I got a chance to test the IK equations today with a real leg… seems to work quite well…

youtube.com/watch?v=D7NpKWKqvNM

I wrote some more VB code to integrate a joystick control.

youtu.be/Wv3otTVdFpo

Maybe it’s time to grab the things again and resume my hexapod. This code makes my brain craves for work again at it… B)

Hi,
While specifying the X, Y and Z co ordinates should we specify the initial position or the final position in the code?

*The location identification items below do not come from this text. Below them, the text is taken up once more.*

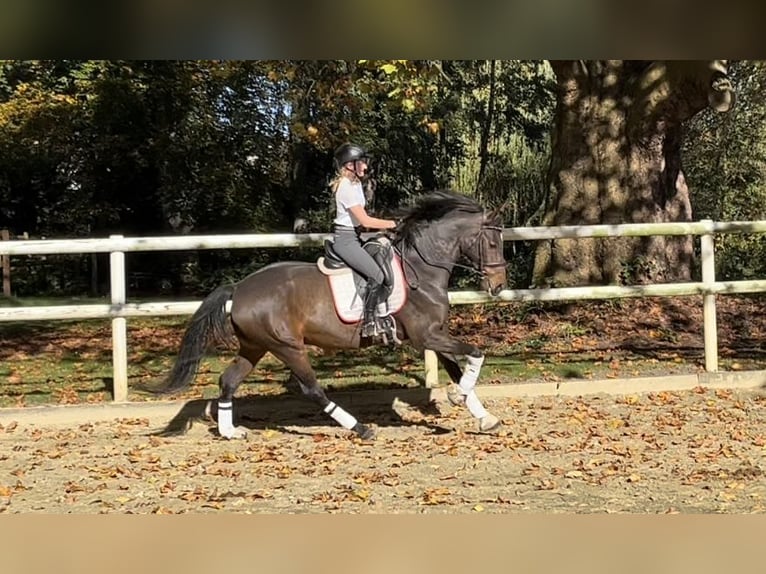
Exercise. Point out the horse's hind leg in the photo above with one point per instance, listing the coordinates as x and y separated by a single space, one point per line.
228 383
297 361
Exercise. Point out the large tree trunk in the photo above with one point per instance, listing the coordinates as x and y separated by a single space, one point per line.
616 159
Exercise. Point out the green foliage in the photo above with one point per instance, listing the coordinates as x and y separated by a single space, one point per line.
93 148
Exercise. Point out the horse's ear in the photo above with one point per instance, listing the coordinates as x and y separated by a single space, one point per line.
496 215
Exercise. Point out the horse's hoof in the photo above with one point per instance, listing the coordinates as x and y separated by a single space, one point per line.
489 423
454 396
233 433
364 432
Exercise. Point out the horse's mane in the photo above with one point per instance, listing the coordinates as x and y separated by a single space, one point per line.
432 207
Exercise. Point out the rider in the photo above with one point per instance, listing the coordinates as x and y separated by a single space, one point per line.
351 163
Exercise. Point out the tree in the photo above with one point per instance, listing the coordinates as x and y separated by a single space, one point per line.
616 158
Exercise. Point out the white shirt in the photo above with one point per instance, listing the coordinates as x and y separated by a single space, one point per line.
348 195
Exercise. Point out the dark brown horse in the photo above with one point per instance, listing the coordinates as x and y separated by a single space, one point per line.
286 306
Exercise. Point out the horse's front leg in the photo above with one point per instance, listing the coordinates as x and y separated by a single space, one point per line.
465 379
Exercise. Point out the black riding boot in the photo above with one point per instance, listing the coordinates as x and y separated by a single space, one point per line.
373 325
372 295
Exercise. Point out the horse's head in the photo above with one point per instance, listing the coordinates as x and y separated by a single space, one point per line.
444 226
485 250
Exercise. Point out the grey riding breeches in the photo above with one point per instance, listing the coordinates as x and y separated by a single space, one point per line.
347 245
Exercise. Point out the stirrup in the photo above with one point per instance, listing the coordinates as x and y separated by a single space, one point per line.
370 328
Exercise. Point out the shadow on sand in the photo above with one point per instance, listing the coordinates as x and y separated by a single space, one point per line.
384 408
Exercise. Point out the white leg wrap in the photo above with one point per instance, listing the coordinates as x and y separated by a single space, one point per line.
474 405
225 418
467 384
471 373
344 419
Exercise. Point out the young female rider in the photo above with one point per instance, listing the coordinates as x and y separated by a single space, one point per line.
351 162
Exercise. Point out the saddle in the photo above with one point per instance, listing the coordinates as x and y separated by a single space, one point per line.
349 287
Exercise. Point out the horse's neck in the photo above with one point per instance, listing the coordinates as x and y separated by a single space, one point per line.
432 258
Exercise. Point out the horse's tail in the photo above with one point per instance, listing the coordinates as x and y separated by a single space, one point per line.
208 325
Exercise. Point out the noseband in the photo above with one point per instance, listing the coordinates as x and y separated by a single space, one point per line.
481 268
484 264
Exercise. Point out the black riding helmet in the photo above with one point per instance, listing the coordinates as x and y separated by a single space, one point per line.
350 152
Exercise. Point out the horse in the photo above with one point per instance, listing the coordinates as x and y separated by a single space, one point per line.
286 306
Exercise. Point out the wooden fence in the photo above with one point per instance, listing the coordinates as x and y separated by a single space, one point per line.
120 309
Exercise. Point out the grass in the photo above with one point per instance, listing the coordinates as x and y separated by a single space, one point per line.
43 362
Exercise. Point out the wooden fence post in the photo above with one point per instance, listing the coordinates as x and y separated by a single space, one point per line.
119 326
6 264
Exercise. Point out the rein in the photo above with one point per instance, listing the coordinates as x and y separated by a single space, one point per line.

The code calculates the angles required for the final leg position

You are all making it too complicated by rigidly sticking to 1 coordinate system. Each femur & tibia pair can be in its own 2-D space which is then rotated by coxa. Finally all this is translated from the main body coordinate system. So simplify and use coordinate transformations instead. May not even need that as each leg only really has to move in it’s own space.
Get it? :grinning:

Very open to opinions, ideas and best practices. Could you perhaps start a new thread and share your ideas?

I agree with cbenson. I would really like to see more details, especially of a complete system.

To understand the mathematics / forces behind an 18 DoF hexapod and how to estimate the torque acting on each joint in a tripod gait: https://community.robotshop.com/tutorials/show/robot-leg-torque-tutorial
Note that this is NOT inverse kinematics. The Phoenix walking gait is an example of a hexapod gait.

Why is femur angle calculated like that. Shouldn’t the angle be the one between the y axis and the line between shoulder joint and the tip?